No one has read this in a while, or no one reads this, anyways; either way, fine. Good.
For a long time I’ve not been writing beyond the things that the academy expects of me. There are loads of reasons; not wanting to be read with thoughts half-baked, for example. But increasingly, the world has reached such a pitch that I’ve felt like I wanted to say something, anything, if only for myself. And if my positionality as someone capable of taking space much more easily than those not male, or white, has pulled me back from writing publicly*, it shouldn’t have kept me from writing at all. I shouldn’t have left things as they were. I should have kicked the ox off my tongue a while ago.
Which is what this is going to become. I had a blog once, long ago; this is the blog now. It won’t be graceful or polished; it won’t even necessarily be read. But it will be written in.

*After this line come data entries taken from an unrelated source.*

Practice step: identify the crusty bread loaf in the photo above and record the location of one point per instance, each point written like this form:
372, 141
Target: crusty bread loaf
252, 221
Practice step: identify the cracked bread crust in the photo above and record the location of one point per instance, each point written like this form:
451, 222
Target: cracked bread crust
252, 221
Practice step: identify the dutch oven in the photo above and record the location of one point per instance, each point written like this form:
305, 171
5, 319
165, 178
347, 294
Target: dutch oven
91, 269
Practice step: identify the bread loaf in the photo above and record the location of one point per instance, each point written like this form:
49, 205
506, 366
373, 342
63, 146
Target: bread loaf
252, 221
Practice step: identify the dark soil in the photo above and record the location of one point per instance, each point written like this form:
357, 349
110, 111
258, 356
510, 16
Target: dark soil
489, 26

A year or so ago I started something called Tuesdays and Fridays with a friend of mine I called my Editor: Tuesday and Friday of each week, I would post a poem in a Google Drive folder that only she and I had access to. My job was to write something, anything, and share it by then. Her job was to nag me if I hadn’t done it.

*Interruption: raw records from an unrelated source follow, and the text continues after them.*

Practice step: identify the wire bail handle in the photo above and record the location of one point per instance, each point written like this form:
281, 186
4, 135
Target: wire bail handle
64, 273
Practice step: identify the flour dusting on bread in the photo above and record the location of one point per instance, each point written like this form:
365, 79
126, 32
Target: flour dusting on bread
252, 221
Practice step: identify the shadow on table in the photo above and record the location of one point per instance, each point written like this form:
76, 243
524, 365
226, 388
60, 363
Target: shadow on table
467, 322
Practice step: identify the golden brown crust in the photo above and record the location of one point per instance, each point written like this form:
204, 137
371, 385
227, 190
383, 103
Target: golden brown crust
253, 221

Tuesdays and Fridays stopped out of reasons I no longer understand. It’s starting again. This blog is starting again. It’s worth it, I think, to use whatever space I have to practice not being dumb, or merely observing, the world as I am beginning to understand it. It may even be better for me if I actively have no dreams of this ever being read. But it will be here, for my eyes and for those that might wander onto it, until the servers die and the Anthropocene folds onto us like a heavy cloak. Until the ox gets bored.
*Which is such a strange privilege in itself! Assuming not only that what I wrote would be worth saying, but also that it would somehow of course be published.